Nance v. Metcalf

Decision Date09 November 1885
Citation19 Mo.App. 183
PartiesJAMES NANCE, Respondent, v. RICHARD METCALF, Appellant.
CourtMissouri Court of Appeals

APPEAL from Barton Circuit Court.--HON. CHARLES G. BURTON, Judge.

Affirmed.

Statement of case by the court.

This action was begun in a justice's court and tried on appeal in the circuit court, where plaintiff again had judgment, from which defendant prosecutes this appeal. The complaint filed with the justice alleged that the defendant was indebted to plaintiff in the sum of twenty-five dollars, on account of a two-year old steer taken and converted to his use by defendant, which steer was the property of plaintiff. At the trial the plaintiff's evidence tended to show about the following state of facts: In 1879 the plaintiff was the owner of the steer in controversy, and sold him to one Rose, who then sold him to defendant; that in the spring of 1880, the defendant turned the steer out on the commons. The following fall, perhaps, the defendant went to plaintiff and stated that the steer could not be found, and as plaintiff had raised it defendant asked him for a description of the steer, which plaintiff gave him. In the following winter or spring, the defendant and plaintiff again met, when, on being informed by defendant that he had not yet found his steer, the plaintiff offered to give him a gun for the steer, and he (plaintiff) to take the chance of finding it. After some parleying the defendant accepted this offer, and plaintiff turned over the gun to him. The gun, as the evidence showed, was not worth more than $1.50. The plaintiff afterwards made search for the steer, but without avail. His evidence further tended to show that the defendant admitted afterwards, that at the time of the sale or shortly afterwards, the steer had come up with another of his cattle, and was kept at his brother's farm with other cattle of defendant's, and was sold by his brother for him, and converted to defendant's use.
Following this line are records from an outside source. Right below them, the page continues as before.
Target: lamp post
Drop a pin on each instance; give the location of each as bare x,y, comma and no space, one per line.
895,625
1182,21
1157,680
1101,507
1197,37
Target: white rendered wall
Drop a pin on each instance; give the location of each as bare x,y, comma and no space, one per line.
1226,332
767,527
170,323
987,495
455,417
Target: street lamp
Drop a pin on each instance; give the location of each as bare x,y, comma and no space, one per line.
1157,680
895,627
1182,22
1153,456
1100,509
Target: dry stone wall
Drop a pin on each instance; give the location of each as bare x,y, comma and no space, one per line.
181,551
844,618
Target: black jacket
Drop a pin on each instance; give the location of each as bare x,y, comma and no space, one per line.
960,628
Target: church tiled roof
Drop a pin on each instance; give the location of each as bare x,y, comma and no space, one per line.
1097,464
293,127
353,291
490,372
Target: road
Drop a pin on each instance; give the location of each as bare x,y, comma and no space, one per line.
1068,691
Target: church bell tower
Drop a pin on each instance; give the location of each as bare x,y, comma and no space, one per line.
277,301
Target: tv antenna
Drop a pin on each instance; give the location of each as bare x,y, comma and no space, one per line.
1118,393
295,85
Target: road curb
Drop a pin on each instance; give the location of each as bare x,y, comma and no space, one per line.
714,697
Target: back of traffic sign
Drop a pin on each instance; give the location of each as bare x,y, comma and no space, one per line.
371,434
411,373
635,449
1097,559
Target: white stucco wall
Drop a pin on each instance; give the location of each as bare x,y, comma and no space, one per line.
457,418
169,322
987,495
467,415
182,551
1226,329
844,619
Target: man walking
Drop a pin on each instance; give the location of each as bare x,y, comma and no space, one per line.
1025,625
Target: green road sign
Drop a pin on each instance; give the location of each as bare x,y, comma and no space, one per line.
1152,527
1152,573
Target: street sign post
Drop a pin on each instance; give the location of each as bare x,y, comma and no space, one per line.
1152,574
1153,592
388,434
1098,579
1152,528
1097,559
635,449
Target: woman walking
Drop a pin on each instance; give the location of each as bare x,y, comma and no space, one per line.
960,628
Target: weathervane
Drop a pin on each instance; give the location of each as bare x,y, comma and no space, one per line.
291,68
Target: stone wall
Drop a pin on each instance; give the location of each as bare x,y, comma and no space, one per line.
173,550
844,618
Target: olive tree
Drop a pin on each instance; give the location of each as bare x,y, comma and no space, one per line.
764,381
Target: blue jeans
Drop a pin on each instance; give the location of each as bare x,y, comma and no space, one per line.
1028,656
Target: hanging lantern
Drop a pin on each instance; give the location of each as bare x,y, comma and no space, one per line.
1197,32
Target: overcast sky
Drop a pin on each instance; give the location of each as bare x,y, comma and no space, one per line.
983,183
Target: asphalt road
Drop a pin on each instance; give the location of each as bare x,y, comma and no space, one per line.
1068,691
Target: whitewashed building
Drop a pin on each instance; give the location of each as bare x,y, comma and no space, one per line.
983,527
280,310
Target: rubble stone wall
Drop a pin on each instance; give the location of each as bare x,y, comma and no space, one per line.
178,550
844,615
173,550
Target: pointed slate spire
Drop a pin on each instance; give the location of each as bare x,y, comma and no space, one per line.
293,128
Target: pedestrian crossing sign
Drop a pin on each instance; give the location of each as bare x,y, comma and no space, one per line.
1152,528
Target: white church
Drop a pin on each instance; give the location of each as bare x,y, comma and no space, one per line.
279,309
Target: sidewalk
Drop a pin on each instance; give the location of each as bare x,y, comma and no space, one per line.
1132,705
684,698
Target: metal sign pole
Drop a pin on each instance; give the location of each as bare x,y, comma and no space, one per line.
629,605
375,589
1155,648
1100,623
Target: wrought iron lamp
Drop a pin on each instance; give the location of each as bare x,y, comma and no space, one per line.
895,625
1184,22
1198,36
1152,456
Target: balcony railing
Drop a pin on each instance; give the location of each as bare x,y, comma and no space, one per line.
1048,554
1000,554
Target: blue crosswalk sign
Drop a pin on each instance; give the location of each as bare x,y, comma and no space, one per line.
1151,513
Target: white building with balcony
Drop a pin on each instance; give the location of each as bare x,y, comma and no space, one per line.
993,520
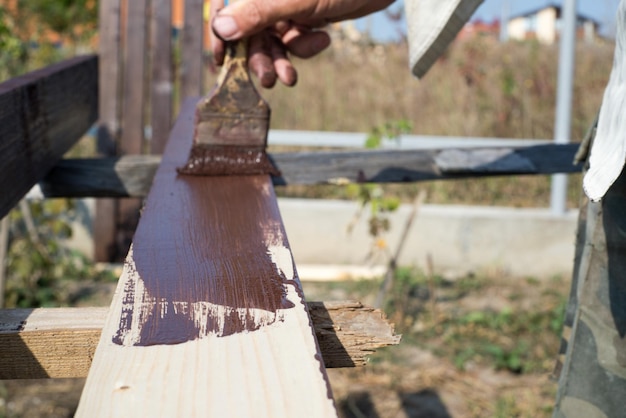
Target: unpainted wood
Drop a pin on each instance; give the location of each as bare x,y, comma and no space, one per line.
133,107
273,371
132,175
162,74
191,65
42,114
48,342
349,332
109,100
60,342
The defendant's evidence tended to show that at the time of these negotiations the steer was at his brother's home, and that defendant either was ignorant of this fact, or that he was mistaken as to the identity of the steer, or that he intended merely to practice a joke on the plaintiff, and afterwards offered to give back the gun to him. In fact, it is difficult to determine precisely what the defendant did claim by his defences. They are uncertain, and quite contradictory.

The court, at the instance of the plaintiff, gave the following instruction:

“If the jury shall believe from the evidence that the steer, sold by the defendant's brother to Kepler, was the same steer which defendant traded to the plaintiff for the gun, you will find for the plaintiff, and assess his damages at such sum as you shall find said steer to be worth.”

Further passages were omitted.